Bach was given the first half of the evening, opening with the Concerto for Harpsichord in G minor, BWV 1058. Conductor Brad Lubman was stationed in the middle of the sextet with the harpsichord across the front of the stage, giving the impression of Zimmermann’s coffeehouse in Leipzig, where Bach may well have presented the same sextet. Although positioned out front, the plucky little harpsichord was nearly buried by the strings (standard quartet plus contrabass) in the Allegro first movement, bringing to mind what mixed ensemble music sounded like at Zimmerman’s and before the pianoforte overtook the Western world. In the softer second movement, however, Kristian Bezuidenhout came to the fore, playing strong lines on the delicate keyboard.

For the Concerto for Violin and Oboe in C minor, BWV 1060, the harpsichord fell in with the strings, letting the titular instruments occupy the front. The molding and reworking of the first movement’s familiar theme was rich and exquisite in the ensemble’s hands while the slow dance of the second and the enticing back-and-forth of the third underscored that this was, in its day, social music.

The modern second half of the concert was immediately manifest. Electric keyboard, not harpsichord, opened Gordon’s Dry (from 2013) and an electric guitar set the pulse before the trombone made the first suggestion of counterpoint.
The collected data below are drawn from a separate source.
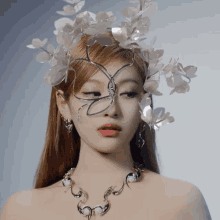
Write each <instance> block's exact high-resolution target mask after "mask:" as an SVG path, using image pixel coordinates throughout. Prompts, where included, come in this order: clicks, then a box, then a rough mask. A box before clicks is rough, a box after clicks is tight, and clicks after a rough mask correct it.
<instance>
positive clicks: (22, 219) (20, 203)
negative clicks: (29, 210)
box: [0, 190, 33, 220]
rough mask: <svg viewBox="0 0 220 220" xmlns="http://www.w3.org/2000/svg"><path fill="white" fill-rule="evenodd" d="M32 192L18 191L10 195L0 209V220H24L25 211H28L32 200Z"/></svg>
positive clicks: (25, 190) (32, 192)
mask: <svg viewBox="0 0 220 220" xmlns="http://www.w3.org/2000/svg"><path fill="white" fill-rule="evenodd" d="M32 194H33V192H32V190H23V191H18V192H16V193H13V194H12V195H10V197H9V198H8V199H7V201H6V202H5V204H4V206H3V208H2V209H1V213H0V219H1V220H10V219H16V220H20V219H22V220H26V219H27V218H26V217H25V216H26V214H25V213H26V211H27V210H30V206H31V204H32V203H31V200H32Z"/></svg>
But the similarities ran deeper than the differences. Like Bach, Gordon writes music that is transparent but unpredictable. But where Bach fragments melody lines, Gordon fractures meters and then uses the rhythms like bricks. Dry built an impressive wall of varying counts, with only the trombone refusing to fall into step, and then pushed on to build several more behind that one. Fantastic keyboard and alto flute trills against strings (electric and acoustic) plucked in unison defined the single movement. If the listener couldn’t keep track of everything that was going on, what was being done still was plainly evident.
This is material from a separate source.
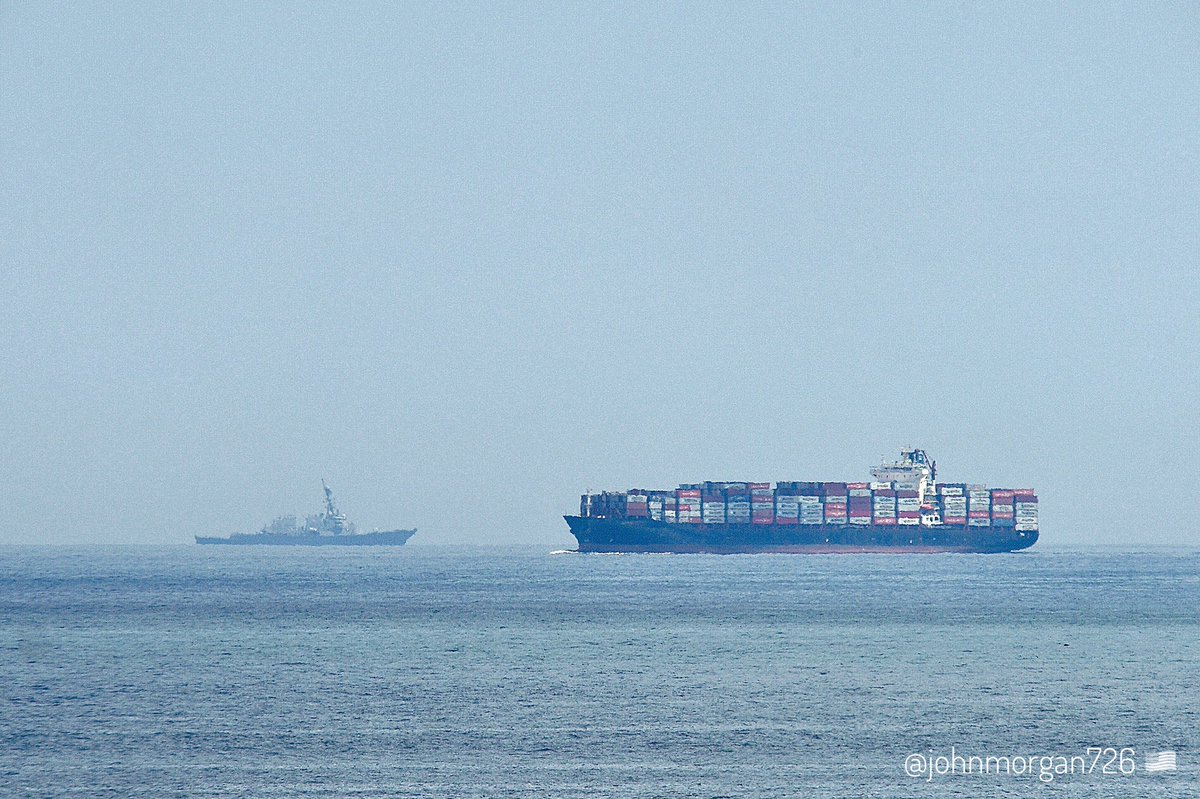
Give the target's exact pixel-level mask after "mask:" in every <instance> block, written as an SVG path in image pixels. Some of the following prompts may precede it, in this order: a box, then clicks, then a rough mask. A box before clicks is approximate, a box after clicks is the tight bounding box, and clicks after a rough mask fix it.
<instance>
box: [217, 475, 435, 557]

The 2014 composition Hyper proved well named. A modulating piano line was punctuated by acoustic guitar (putting a single, abrupt strum at the end of every line) as violin, then vibraphone, then clarinet, cello, flute and finally contrabass began mirroring parts of the piano’s continuous roll. The piece may have been a bit closer to another structuralist, Philip Glass, than it was to Bach, with its quick repetitions and slow evolution. Indeed the precise and abrupt shifts across the ensemble may have made it the most demanding of the four pieces the air-tight Signal played. The round robin eventually morphed into layers, becoming a dense weave by the conclusion.

Upcoming installments in the long-running “Bach, Revisited” series include pairings with Helmut Lachenmann (a structuralist of a very different sort) and the sublime Sofia Gubaidulina, both also performed by Ensemble Signal. As with Thursday’s Bach meeting with Gordon, the series always promises – and delivers – heady enjoyment.